Het meisje kreeg kleding van Doeland, die ze in het huis van de verpleegkundige had verzameld. In het ziekenhuis droeg ze die niet, maar bij de controle wel. “Ze had haar haren netjes gekamd, lippenstift op, oorbelletjes in en ze droeg een glittershirtje. Het was een totaal ander meisje. Toen besefte ik: zo hoort het te zijn. Zo hoort een meisje van dertien eruit te zien.”
Zoek de verschillen
Het meisje kwam opgetogen over ondanks een onzeker toekomstperspectief. De moeilijkheden die ze op haar pad zal krijgen, zijn niet op één hand te tellen. Doeland: “Ze zal misschien nooit naar school kunnen gaan, een baan vinden of trouwen. Of weg kunnen vluchten uit dit vluchtelingenkamp om een bestaan op te bouwen in Myanmar of Bangladesh. Als je in Nederland verlamd bent, kun je alsnog studeren, een leuke baan zoeken en zelfstandig leven. Zij niet.”

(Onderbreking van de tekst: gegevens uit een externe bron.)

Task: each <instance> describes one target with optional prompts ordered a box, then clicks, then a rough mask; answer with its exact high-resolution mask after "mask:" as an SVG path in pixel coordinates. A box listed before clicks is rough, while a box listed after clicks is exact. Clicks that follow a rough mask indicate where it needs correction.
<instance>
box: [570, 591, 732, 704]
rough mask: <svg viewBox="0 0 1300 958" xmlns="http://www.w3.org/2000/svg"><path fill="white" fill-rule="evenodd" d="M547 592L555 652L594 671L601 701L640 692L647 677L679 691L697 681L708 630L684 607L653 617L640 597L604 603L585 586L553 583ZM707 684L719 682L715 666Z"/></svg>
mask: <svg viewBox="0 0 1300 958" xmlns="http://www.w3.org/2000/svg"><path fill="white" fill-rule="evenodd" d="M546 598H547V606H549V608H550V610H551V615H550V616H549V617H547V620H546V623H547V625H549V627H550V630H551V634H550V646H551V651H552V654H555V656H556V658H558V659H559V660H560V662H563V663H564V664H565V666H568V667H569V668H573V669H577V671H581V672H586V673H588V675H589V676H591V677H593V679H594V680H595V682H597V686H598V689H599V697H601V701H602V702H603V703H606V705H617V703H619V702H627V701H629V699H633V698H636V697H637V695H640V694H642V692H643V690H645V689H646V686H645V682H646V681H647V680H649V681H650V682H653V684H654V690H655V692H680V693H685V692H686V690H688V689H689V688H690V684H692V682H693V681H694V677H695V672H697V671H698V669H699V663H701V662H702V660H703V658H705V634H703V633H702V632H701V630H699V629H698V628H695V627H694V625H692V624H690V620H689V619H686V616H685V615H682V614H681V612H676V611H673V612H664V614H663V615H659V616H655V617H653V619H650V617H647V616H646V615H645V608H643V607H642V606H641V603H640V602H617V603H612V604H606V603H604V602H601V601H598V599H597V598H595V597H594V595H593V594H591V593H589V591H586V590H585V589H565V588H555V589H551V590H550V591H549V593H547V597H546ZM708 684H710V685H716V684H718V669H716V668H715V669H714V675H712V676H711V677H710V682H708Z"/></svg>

Het besef dat Doeland het zelf goed heeft in Nederland, komt door haar tijd in Bangladesh. “Niet alleen financieel, maar ook vanwege mijn woonsituatie en de vrijheid om te gaan waar ik wil. Ik ben vrij te gaan studeren, werken. Dit besef heb ik door haar gekregen. Onbewust spookt ze door mijn hoofd als ik ergens van baal. Dan denk ik aan dit ongelofelijk sterke meisje en spreek ik mezelf toe: stop eens met klagen. We hebben het hier goed.”